Clinic Team Characteristics

A total of 14 TLs were trained by the project leader; 7 (50%) TLs were registered nurses and 7 (50%) were advanced practice registered nurses. Twelve TLs were female and two TLs were male. Seven TLs were white, six TLs were black or African-American, and one was Asian. A total of 750 additional volunteers were part of the staffing for those clinics, which included registered nurses, nursing students with a faculty member, volunteer healthcare workers including medical assistants, or researchers.

DISCUSSION

The SARS-CoV-2 pandemic made evident the need for a strategy that accounted for the depths of health inequities and ensured equitable responses. Despite the knowledge of existing public health inequities in Louisville and the funding and support for pandemic response, we found that the existing, funded infrastructure was insufficient for reaching vulnerable individuals and communities. This testing approach used available public health resources and was driven by a volunteer workforce to provide testing in areas of high need and limited pre-existing resources.

The community-based model provided community members the ability to voice where public health resources should be directed. The collaboration allowed community leaders to determine sites without the concern for logistics or financial risk. To our knowledge, we were the only organized testing approach using a community-based model to provide this service in Louisville. Further, there are limited reports of this type of a volunteer-driven approach in other areas of the country.

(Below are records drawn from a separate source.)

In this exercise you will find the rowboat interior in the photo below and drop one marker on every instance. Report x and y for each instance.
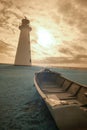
(65, 99)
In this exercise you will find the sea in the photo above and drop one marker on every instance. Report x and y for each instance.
(21, 107)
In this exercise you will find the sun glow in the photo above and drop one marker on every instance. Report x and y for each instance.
(45, 38)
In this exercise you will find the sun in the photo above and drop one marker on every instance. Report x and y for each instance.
(45, 38)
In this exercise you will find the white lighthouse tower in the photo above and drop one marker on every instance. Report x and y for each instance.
(23, 54)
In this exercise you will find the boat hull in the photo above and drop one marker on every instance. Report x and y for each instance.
(63, 100)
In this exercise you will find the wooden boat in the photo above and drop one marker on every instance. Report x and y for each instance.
(65, 99)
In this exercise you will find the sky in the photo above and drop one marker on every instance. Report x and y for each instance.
(59, 31)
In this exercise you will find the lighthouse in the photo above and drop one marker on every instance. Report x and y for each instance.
(23, 53)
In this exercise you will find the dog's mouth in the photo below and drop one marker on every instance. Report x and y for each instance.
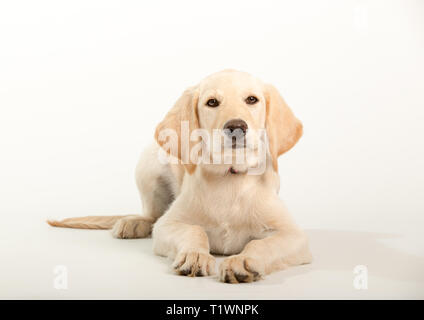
(235, 143)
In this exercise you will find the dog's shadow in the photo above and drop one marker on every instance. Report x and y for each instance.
(343, 250)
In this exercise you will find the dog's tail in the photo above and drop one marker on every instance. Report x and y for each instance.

KNA’s leadership in this initiative was paramount to its success. The staffing of clinics by nurses enabled a credible approach that leveraged the community’s trust in nurses. This builds upon the long-standing findings with the public identifying nurses as the most trusted profession.11 Additionally, this credibility allowed KNA to provide education to the community regarding infection prevention and control, the importance of testing, and ultimately the importance of vaccination. These conversations set the stage for discussions involving vaccine hesitance and vaccine confidence with community members.

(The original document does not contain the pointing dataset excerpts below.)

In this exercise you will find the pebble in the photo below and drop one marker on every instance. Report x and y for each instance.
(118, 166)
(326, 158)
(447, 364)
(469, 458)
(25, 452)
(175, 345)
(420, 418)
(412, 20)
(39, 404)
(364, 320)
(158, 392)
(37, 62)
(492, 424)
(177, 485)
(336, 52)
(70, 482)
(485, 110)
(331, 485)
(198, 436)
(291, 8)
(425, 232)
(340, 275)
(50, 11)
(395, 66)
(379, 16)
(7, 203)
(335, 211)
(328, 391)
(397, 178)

The approach outlined in this manuscript and SOP has shown to be sustainable. Despite the availability of at-home tests, mobile testing clinics continue to be held in the Louisville community to address vulnerable population needs (e.g., homeless without a mailing address). Ongoing training engages new TLs and volunteers as well as sharpens competencies of existing TLs and volunteers. The basis for this approach has also been used to develop mobile vaccination clinics that are also volunteer-driven. This model is also being used to develop similar approaches in other areas of the Kentucky commonwealth.

In conclusion, we developed a unique approach that has proven to be successful in engaging community interest and serving vulnerable populations. This model, developed during a time of crisis, can continue to guide a new public health paradigm in a post-pandemic time.


ACKNOWLEDGEMENTS

The authors would like to thank the following individuals for their assistance with the Mobile Missions-Testing clinics and the logistical support required for the events: Joseph Carrico, Sherry Chandler, Kimberly Becker, participating Louisville community leaders, and the Kentucky Nurses Association Team Leaders and volunteers.

ROLE OF THE FUNDING SOURCE

Funding was provided to the Kentucky Nurses Association by Louisville Metro Department of Public Health and Wellness to purchase testing supplies, some support for logistics, and some stipends and mileage for Team Leaders. Louisville Metro Department of Public Health and Wellness also provided test kits, some testing supplies, and performance of laboratory PCR testing for positive COVID-19 antigen tests. No funding was provided for development of this manuscript.